A recent project to back up all of my albums on vinyl took a turn in the S’s.
Simon and Garfunkel’s “The Sound of Silence” brought the iconic final moments of “The Graduate” to mind, pleading with me to revisit the film.
It may be a phenomenon of my 30s, but I find it fascinating how I can revisit albums or movies I’ve consumed before with a fresh take. The best and most enduring works offer insight into themselves as well as ourselves as we both age and, in that way, “The Graduate” continues to be an intriguing watch.
“The Graduate,” which turns 50 in December 2017, serves as a time capsule for the mood of many among a generation of young adults of the 1960s who identified with Benjamin (Dustin Hoffman) as well as Elaine Robinson (Katharine Ross), eager to throw off the shackles of societal and parental expectations.
As someone who first saw the film as a college-bound teen, I identified with Benjamin. We’re supposed to. Yet after my recent revisit, I was left thinking the film’s most interesting character is the film’s famed seductress, Mrs.
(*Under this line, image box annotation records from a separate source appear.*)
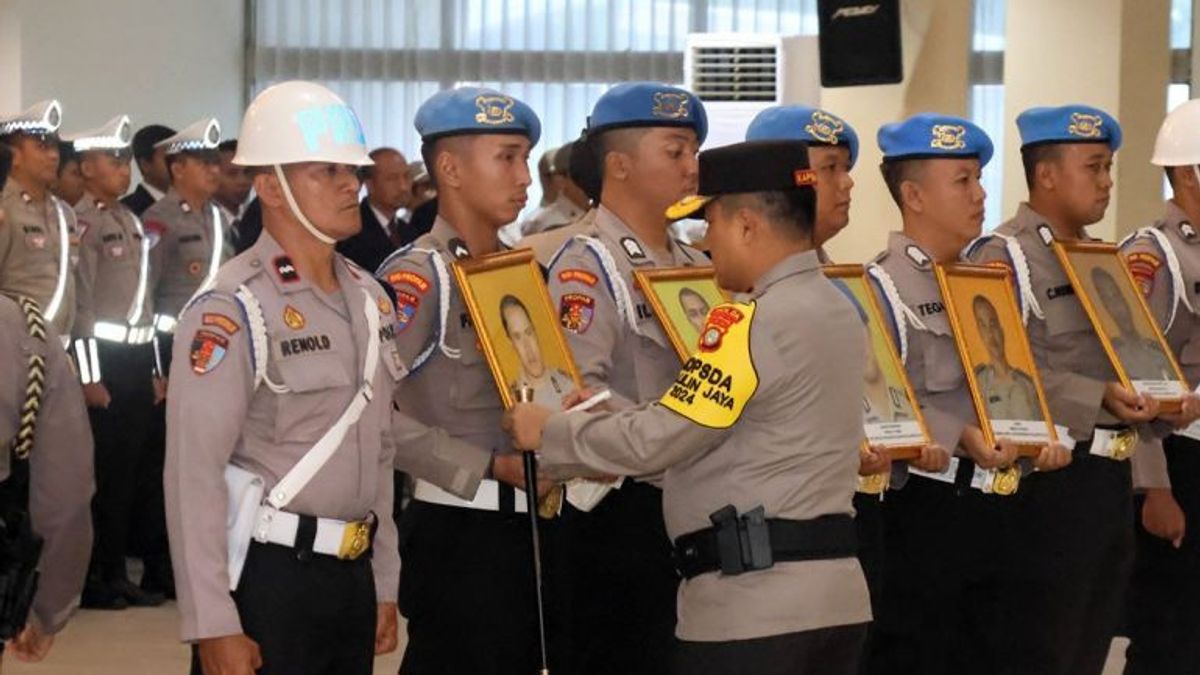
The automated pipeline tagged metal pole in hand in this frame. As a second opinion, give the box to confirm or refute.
[517,387,550,675]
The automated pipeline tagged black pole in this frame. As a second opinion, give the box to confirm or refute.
[517,387,550,675]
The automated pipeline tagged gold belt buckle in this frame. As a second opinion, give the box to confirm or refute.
[1109,429,1138,460]
[991,465,1021,496]
[858,471,892,495]
[337,521,371,560]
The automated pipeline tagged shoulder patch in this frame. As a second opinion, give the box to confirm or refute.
[1126,251,1163,295]
[191,328,229,375]
[558,269,600,286]
[659,303,758,429]
[388,269,430,293]
[200,312,241,335]
[558,293,596,335]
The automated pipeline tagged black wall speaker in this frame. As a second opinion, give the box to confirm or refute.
[817,0,904,86]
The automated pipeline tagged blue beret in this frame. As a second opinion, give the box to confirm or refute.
[415,86,541,145]
[1016,106,1121,153]
[876,113,994,167]
[588,82,708,143]
[746,106,858,167]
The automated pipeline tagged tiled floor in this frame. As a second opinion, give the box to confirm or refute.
[4,604,1126,675]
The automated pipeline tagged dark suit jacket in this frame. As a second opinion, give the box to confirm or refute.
[121,183,155,217]
[337,198,396,274]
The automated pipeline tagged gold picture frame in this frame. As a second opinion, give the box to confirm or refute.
[634,267,730,363]
[934,263,1058,456]
[452,249,582,410]
[823,264,931,460]
[1054,241,1189,412]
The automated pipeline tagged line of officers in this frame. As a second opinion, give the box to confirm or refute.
[7,76,1200,675]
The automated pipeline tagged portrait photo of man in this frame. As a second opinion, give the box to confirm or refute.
[500,294,575,410]
[679,286,709,336]
[1091,267,1177,381]
[971,295,1042,419]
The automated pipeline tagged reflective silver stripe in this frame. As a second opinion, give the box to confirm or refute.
[196,204,224,295]
[43,195,71,321]
[125,211,150,325]
[76,340,95,384]
[91,321,130,342]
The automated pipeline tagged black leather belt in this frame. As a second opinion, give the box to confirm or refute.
[674,506,858,579]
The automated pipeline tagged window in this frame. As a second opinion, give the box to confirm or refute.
[248,0,817,205]
[967,0,1007,232]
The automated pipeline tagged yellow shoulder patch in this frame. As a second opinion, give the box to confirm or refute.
[659,303,758,429]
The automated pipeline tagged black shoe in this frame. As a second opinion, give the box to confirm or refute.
[108,579,167,607]
[79,579,130,610]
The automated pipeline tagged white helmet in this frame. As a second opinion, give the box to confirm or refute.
[1150,98,1200,167]
[233,80,374,244]
[233,80,374,167]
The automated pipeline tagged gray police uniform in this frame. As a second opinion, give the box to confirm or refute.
[74,192,162,583]
[0,178,79,336]
[541,251,870,673]
[1122,202,1200,675]
[164,232,419,673]
[0,293,94,634]
[547,204,707,674]
[966,204,1141,673]
[868,232,1015,674]
[377,216,557,675]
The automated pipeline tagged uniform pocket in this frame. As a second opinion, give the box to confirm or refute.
[274,354,356,443]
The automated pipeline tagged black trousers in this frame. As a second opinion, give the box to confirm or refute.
[88,341,162,580]
[400,500,563,675]
[192,543,377,675]
[564,480,679,675]
[866,476,1016,675]
[672,623,866,675]
[854,492,886,673]
[1124,436,1200,675]
[1010,443,1133,675]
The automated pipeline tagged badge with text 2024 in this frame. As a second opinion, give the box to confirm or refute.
[660,303,758,429]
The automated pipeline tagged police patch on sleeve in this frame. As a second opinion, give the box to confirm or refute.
[191,328,229,375]
[558,293,596,335]
[659,303,758,429]
[1126,251,1163,295]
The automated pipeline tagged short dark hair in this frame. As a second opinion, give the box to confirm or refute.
[1021,143,1062,190]
[0,143,12,187]
[500,293,533,335]
[59,141,79,170]
[133,124,175,161]
[720,187,817,239]
[880,160,929,209]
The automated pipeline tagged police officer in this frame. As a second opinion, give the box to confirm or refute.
[1122,96,1200,675]
[548,82,708,674]
[868,114,1070,674]
[0,145,94,661]
[377,86,557,675]
[67,115,164,609]
[0,101,79,338]
[134,118,233,597]
[967,104,1195,675]
[166,82,440,675]
[121,124,175,217]
[506,141,870,675]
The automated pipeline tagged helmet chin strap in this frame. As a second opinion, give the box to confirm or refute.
[274,165,337,245]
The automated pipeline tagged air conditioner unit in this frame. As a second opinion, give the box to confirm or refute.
[683,32,821,148]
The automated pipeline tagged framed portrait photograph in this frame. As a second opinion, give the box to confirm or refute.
[634,267,728,363]
[454,249,581,410]
[935,264,1058,455]
[824,264,930,459]
[1054,241,1188,412]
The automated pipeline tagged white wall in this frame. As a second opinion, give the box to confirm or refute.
[0,0,245,145]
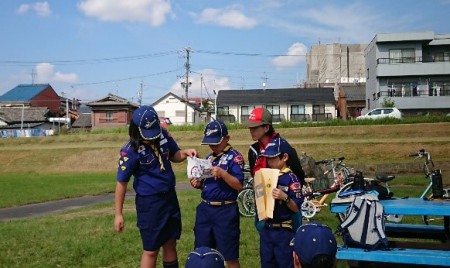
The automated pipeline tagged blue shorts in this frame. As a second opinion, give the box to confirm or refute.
[259,227,295,268]
[135,191,181,251]
[194,202,241,261]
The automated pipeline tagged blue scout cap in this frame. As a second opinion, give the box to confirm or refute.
[262,138,290,157]
[133,105,161,140]
[185,247,225,268]
[202,120,228,145]
[291,223,337,264]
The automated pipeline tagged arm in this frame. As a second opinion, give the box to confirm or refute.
[114,181,128,232]
[272,188,299,213]
[211,167,242,191]
[170,149,197,163]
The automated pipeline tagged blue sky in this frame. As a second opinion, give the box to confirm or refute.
[0,0,450,104]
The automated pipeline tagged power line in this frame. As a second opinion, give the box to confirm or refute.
[0,51,178,66]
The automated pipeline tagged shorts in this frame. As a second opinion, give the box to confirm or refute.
[135,190,181,251]
[194,202,241,261]
[259,227,295,268]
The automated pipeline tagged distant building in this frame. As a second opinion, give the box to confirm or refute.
[365,32,450,114]
[87,93,139,129]
[216,88,336,123]
[0,84,64,116]
[151,92,203,125]
[305,43,367,87]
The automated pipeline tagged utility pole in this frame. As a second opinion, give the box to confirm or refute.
[184,47,191,124]
[138,81,144,106]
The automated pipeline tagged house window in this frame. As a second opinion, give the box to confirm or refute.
[106,111,114,122]
[217,106,230,115]
[290,105,310,122]
[266,105,284,122]
[389,48,416,63]
[291,105,305,114]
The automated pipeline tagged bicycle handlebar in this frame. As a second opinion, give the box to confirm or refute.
[316,156,345,165]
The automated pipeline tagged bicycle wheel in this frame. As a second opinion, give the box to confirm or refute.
[237,188,256,217]
[302,200,317,219]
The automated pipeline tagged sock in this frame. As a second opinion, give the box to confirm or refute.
[163,259,178,268]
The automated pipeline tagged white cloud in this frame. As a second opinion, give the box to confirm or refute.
[36,62,78,83]
[272,43,308,69]
[169,69,231,98]
[192,6,258,29]
[17,2,52,17]
[78,0,172,26]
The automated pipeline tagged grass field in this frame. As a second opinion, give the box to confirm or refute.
[0,123,450,268]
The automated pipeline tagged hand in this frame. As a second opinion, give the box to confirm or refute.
[184,149,198,157]
[114,214,124,233]
[272,188,287,200]
[189,178,202,189]
[211,167,225,180]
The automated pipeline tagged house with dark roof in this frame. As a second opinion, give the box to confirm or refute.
[216,88,336,123]
[337,83,366,119]
[0,84,61,113]
[86,93,139,129]
[0,106,52,130]
[151,92,204,125]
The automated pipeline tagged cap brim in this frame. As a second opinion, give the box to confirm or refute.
[202,137,223,145]
[139,127,161,140]
[244,121,265,127]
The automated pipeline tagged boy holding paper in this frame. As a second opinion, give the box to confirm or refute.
[259,138,303,268]
[190,121,244,268]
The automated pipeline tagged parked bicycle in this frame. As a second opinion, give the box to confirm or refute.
[237,165,256,217]
[301,156,351,219]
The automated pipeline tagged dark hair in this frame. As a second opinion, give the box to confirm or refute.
[266,125,275,137]
[300,254,335,268]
Robinson (Anne Bancroft).
It’s difficult to condone her behavior, but I understand it better. Benjamin, once the character with whom I most identified, now comes off as a creepy, lost young man who turns into a stalker.
It’s easier to remember some of the film’s enduring moments Benjamin moving through the airport, that final moment on the bus, Mrs. Robinson dangling her legs off of the hotel bed in the film’s poster but one scene near the middle of the picture illuminated so much on this viewing:
After the trysts between Benjamin and Mrs. Robinson have become frequent, he tries to force conversation. His choices of subject sour the mood, but in the process, we get key details about how Mrs. Robinson has come to this station in her life: Daughter Elaine was an unexpected pregnancy and she wed Mr. Robinson with the hope of making it work.
There are only a few glances at her malaise, but one can construct the narrative of Mrs. Robinson’s life from the few pieces “The Graduate” gives. Her marriage to Mr. Robinson was a failure, but they stayed together. She sinks into drinking and given the cool and calm she exudes with Benjamin about her affair, it might not be her first.
She and Benjamin bond over a common apathy in their own lives.
“It’s the one thing I have to look forward to,” Benjamin says of their meetings at the hotel. It’s a line that could just as easily be coming out of Mrs. Robinson’s mouth.
A younger version of me judged Mrs. Robinson harshly for her affair, but I understand it now, swimming in something that gives her pleasure against an ocean of unhappiness. She’s the only one in the film who seems to accept the choices she’s made and is willing to confront the consequences.
The back half of the movie makes her too beholden to the institution of marriage, even though it hasn't treated her well. She seems less interested in what’s good for her daughter, guided by her anger at Benjamin for spurning her.
Given Benjamin's relentless pursuit of Elaine, stalking her down on the Berkeley campus and following her from class to class to plead his case, he seems selfish and desperate. When they say they love each other, it’s hard to believe.
The movie is configured to root for Benjamin, but as the realization of what they've done dawns on him and Elaine on that bus ride out of town, their future looks anything but happy. As the voices of Simon and Garfunkel enter, speaking about a troubling dream, I wonder what I might take from this film the next time I revisit it.
“The Graduate” endures as a great window into its time and place, but also because there are different things to take from it as we — and the film itself — age.